Thanks Meheretab, although I still don't see an advantage of why using one or another in the scenario I'm studying:

 

[campus L3 core]  >  R2  >  [ISP]  <  R1

 

How would my campus L3 core benefit from either scenario? Pros/Cons of manually configuring a default route from R2 to R1? Pros/Cons of R1 advertising a default route to R2?

 

Thanks!

CPU considerations aside, with a static default route it will be active as long as the interface is up. If the interface goes down then it would be nullified or no longer be in the routing table. The disadvantage here is that if the interface is up and the neighbor of whatever protocol was down the route would still be active and traffic could get black holed. This would be especially true in a situation where one is routing to a firewall and does not know the status of the peer on the other side.
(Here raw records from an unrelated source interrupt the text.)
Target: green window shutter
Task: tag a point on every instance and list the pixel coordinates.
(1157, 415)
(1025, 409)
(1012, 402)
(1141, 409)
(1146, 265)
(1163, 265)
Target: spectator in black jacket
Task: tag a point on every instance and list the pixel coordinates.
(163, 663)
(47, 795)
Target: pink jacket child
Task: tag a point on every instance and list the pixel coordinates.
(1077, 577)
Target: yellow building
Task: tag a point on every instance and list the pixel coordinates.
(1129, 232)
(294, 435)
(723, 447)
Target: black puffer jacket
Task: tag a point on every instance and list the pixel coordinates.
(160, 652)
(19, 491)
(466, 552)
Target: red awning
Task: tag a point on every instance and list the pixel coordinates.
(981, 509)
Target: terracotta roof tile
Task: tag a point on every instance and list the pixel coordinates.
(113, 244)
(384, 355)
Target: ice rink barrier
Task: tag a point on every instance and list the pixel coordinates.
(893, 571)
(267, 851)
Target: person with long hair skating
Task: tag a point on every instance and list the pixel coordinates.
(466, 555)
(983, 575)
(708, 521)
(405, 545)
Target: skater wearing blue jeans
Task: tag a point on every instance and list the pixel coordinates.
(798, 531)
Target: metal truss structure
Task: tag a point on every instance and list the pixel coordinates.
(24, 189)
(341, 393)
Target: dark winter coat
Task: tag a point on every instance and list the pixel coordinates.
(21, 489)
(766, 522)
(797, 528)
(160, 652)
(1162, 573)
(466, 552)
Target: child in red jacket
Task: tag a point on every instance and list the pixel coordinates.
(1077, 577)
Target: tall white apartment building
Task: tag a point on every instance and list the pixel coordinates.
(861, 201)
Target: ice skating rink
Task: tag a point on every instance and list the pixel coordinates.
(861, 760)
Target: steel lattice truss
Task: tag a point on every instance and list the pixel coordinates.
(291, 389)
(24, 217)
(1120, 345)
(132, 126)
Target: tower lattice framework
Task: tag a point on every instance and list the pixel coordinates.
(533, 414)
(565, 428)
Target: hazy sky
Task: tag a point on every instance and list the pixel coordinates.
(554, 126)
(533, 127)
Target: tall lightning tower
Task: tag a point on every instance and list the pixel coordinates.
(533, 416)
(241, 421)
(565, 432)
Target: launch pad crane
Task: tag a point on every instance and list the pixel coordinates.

By getting the default route advertised by the peer guarantees the routing at the other end of the link is active. However, short of the interface going down, there may be a slight delay before the router is aware the neighbor is down. Regardless, you avoid the first scenario.

Finally, it all depends on the network topology and what one needs to achieve. With one point of exit or a direct connection, a static may be just fine. If trying to achieve redundancy with multiple points of exit or indirect connections advertisement using a routing protocol may be the way to go.

Hope this helps

Thank you very much! That makes it a lot more clear. I agree, in the end it depends on the final solution, but you answer helped identify the pros and cons of each option.